Anxiety is a psychological response to stress that contains physiological and psychological components. Psychological response is related to the presence of anxiety in all complaints felt by adolescents during menstruation due to ignorance of the signs, symptoms and ways to prevent primary dysmenorrhea.
MethodThis research is an observational study. The location of the study was SMA Negeri 1 Bosar Maligas, Bosar Maligas District, Simalungun Regency. Data collection was carried out in the period June to July 2014. Data was collected using a cross sectional study. The population in this study were all young women in class X and XI, while class XII was not included as the study population considering that at the time the research was conducted class XII students had finished carrying out the national examination.

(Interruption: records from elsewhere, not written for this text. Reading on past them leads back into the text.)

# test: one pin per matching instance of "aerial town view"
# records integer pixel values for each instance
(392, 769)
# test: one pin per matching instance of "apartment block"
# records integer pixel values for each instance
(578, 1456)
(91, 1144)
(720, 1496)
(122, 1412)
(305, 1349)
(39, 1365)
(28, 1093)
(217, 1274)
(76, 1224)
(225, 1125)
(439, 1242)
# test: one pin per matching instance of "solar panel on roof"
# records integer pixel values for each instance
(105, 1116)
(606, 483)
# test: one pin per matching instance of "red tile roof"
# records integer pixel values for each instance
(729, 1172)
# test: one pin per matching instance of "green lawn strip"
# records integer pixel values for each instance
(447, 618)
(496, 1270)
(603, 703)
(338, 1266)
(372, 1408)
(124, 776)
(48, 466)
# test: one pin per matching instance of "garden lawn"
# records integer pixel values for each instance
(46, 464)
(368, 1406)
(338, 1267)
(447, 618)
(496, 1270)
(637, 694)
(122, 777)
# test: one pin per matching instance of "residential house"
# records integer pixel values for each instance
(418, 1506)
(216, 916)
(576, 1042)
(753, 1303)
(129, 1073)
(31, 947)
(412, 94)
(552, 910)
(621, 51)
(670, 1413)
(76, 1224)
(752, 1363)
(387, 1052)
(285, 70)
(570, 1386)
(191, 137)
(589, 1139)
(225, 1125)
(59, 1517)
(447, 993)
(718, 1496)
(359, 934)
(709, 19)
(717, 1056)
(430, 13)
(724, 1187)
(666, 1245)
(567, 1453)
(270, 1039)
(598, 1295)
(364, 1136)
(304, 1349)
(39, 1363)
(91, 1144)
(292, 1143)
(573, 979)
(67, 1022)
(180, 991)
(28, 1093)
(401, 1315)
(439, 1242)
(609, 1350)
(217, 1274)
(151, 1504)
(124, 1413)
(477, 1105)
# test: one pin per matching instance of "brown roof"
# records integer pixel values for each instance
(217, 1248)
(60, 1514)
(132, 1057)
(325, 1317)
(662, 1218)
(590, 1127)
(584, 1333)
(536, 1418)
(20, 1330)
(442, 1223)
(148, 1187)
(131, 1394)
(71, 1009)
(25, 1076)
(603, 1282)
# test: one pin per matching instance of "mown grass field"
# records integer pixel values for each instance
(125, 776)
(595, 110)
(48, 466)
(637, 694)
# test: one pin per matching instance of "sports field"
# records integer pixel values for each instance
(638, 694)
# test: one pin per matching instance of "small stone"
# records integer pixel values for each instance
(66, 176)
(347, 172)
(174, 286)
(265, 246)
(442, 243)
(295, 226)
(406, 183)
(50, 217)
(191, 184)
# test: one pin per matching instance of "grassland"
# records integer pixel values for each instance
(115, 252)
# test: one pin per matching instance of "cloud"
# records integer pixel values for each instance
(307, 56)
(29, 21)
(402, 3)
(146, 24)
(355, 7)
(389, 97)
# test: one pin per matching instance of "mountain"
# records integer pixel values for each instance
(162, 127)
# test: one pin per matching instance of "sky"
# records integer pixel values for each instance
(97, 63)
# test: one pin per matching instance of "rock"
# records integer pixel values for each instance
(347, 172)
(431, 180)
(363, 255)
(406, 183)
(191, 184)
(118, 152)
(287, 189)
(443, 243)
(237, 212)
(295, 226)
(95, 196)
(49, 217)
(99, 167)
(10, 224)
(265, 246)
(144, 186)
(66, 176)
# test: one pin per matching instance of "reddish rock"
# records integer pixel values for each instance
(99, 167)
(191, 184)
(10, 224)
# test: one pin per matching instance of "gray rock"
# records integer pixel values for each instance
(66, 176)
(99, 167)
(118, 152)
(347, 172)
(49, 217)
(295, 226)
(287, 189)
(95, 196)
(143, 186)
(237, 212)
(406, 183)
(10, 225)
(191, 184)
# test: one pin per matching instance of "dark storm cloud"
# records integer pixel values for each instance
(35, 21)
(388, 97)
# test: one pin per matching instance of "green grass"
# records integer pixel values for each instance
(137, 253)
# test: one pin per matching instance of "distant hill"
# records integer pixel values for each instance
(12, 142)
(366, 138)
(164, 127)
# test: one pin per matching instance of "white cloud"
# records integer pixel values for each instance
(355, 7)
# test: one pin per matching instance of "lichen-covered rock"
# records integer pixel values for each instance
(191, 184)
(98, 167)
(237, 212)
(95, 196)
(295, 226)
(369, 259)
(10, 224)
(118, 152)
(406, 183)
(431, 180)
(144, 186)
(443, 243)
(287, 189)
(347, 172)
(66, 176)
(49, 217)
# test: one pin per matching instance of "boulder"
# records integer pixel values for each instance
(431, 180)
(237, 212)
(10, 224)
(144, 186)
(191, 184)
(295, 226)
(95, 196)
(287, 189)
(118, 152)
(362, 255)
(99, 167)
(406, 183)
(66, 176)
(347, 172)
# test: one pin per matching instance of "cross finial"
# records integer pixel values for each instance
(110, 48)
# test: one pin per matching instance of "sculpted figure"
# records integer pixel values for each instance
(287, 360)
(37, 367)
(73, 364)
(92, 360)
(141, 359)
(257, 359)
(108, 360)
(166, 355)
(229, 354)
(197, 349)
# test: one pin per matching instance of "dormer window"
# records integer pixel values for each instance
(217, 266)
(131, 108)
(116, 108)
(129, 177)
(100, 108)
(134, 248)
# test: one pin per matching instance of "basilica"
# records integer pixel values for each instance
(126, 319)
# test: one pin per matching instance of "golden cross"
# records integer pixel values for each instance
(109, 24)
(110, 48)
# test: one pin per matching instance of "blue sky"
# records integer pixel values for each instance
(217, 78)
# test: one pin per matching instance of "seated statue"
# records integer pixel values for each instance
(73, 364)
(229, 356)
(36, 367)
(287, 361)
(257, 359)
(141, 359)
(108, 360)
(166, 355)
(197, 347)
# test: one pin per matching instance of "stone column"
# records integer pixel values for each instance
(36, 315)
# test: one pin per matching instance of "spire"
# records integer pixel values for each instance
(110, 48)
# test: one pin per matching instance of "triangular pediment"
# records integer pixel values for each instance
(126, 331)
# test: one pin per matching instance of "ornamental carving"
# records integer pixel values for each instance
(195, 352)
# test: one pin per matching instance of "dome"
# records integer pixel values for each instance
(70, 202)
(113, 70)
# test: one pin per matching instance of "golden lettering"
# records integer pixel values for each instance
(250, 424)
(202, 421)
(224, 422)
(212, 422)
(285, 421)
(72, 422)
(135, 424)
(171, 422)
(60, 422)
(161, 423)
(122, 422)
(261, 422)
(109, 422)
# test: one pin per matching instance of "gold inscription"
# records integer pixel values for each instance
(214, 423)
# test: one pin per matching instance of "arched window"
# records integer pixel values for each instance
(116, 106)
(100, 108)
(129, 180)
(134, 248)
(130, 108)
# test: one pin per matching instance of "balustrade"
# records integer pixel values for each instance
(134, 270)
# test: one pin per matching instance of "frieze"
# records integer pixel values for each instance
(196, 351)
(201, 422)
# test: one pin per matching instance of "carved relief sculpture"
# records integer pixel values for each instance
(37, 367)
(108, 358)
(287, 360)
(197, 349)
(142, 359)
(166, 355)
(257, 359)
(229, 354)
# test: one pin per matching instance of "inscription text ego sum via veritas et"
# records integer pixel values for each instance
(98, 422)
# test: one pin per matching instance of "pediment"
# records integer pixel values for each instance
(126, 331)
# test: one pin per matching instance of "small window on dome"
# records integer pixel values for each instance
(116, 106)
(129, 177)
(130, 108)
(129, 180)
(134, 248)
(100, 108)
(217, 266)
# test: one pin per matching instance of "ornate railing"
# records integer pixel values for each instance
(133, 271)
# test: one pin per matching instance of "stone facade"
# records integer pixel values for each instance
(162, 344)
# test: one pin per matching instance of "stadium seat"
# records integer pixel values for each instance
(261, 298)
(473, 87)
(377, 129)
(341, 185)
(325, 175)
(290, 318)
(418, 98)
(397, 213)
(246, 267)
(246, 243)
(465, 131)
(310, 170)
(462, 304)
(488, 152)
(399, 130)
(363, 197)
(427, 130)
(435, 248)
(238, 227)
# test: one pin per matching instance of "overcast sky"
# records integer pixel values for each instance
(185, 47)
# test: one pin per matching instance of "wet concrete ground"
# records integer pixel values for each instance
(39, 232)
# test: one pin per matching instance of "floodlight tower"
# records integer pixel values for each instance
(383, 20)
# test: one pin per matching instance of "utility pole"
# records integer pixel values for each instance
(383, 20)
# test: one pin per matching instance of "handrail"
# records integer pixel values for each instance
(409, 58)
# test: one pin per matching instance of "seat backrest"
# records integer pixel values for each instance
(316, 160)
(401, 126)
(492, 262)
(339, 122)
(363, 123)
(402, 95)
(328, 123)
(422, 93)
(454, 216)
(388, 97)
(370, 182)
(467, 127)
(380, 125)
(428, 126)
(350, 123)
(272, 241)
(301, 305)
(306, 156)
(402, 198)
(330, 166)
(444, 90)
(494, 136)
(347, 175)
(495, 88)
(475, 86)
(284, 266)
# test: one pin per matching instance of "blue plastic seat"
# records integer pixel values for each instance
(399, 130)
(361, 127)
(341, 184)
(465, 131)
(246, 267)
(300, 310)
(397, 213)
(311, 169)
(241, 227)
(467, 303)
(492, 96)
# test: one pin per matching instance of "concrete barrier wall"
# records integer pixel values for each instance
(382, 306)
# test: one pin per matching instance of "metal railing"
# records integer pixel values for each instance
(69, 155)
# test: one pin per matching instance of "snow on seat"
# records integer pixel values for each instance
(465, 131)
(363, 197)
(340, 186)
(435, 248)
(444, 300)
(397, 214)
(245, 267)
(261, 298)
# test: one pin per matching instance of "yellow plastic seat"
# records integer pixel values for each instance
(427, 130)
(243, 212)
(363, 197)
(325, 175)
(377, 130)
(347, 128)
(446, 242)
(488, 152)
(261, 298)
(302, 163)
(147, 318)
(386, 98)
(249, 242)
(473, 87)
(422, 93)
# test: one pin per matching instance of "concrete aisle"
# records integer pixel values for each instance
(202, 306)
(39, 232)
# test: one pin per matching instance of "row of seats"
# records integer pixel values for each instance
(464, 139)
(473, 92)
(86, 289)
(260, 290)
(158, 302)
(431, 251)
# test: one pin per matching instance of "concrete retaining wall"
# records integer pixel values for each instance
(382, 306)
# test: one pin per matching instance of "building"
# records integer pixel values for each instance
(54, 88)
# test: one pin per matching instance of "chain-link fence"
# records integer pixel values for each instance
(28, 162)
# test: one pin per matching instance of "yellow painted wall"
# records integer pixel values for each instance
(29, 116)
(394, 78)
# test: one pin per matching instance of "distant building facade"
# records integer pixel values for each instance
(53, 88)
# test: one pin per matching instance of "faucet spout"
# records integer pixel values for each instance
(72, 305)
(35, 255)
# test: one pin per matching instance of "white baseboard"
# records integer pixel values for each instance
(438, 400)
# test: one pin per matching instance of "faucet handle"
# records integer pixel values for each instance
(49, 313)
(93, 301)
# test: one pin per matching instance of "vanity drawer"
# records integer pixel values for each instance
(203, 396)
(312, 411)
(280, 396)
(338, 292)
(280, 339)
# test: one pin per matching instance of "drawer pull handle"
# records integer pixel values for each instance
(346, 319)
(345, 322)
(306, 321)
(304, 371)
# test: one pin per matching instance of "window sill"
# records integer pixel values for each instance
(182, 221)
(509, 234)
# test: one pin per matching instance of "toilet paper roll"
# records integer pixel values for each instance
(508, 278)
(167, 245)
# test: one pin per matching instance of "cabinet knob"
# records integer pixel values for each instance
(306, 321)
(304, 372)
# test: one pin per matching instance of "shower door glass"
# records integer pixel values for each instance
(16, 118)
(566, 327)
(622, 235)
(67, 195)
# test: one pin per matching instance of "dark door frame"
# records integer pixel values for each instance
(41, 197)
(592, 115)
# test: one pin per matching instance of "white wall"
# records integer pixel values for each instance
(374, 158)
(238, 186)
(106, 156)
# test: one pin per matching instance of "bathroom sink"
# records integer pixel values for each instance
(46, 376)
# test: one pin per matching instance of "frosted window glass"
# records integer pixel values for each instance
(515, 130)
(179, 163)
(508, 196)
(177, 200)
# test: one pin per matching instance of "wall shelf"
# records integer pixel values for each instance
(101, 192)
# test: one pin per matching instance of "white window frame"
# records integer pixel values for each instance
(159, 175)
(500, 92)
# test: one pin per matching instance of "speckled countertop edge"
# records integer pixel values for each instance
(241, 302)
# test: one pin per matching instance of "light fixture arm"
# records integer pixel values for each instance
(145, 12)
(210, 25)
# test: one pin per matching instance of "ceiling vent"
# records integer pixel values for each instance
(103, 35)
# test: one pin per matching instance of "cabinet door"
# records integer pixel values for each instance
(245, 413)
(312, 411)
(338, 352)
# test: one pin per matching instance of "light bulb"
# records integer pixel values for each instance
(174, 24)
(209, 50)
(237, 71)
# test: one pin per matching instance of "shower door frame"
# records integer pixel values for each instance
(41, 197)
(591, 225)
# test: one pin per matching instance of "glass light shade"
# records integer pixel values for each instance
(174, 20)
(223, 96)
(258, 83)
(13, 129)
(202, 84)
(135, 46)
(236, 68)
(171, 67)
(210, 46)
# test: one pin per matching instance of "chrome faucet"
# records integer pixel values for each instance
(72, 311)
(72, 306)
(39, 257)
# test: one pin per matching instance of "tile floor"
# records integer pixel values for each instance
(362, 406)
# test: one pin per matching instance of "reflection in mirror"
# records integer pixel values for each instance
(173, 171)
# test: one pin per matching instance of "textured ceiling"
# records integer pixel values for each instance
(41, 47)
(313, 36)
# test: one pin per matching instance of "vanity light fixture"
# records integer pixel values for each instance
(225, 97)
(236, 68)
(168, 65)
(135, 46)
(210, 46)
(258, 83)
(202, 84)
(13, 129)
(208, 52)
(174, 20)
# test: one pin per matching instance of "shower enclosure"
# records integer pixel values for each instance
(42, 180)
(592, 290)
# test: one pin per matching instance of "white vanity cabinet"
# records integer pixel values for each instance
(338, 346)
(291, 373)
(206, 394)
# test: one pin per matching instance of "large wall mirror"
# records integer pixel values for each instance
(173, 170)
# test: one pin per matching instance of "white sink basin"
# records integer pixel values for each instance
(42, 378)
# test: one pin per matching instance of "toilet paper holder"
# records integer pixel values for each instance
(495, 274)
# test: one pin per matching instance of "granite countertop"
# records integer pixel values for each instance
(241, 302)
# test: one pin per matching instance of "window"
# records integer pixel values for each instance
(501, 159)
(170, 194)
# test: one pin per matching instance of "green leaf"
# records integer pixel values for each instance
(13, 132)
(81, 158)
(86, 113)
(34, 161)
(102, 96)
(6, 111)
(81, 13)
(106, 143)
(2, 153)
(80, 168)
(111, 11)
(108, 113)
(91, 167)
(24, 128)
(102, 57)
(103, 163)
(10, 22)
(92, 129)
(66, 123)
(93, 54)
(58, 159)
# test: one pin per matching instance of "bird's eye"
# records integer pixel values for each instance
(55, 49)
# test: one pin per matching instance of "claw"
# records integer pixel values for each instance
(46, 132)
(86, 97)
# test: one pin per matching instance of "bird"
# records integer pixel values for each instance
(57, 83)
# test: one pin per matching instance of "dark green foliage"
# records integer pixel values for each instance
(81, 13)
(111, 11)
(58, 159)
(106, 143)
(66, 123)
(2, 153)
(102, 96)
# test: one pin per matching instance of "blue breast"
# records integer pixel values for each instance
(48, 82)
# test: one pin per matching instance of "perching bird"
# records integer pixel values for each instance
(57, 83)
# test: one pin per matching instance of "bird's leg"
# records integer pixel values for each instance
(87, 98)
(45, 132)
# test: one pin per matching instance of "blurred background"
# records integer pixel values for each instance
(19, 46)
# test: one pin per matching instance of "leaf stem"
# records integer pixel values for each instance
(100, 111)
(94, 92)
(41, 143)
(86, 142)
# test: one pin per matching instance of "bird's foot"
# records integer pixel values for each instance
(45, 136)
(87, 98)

ResultsThis research is an observational study with cross sectional design. The sampling technique used was simple random sampling with a sample size of 76 people. The results showed that there was a correlation between anxiety level and knowledge about primary dysmenorrhea with the prevention of taste experienced by young women during menstruation.
ConclusionIt was concluded that there was a significant relationship between anxiety levels and knowledge about primary dysmenorrhea with pain prevention during menstruation. It is necessary to encourage and improve the guidance and counseling program with material related to the level of anxiety that is often experienced by young women so that it will increase their understanding of prevention efforts that can be done when experiencing pain during menstruation.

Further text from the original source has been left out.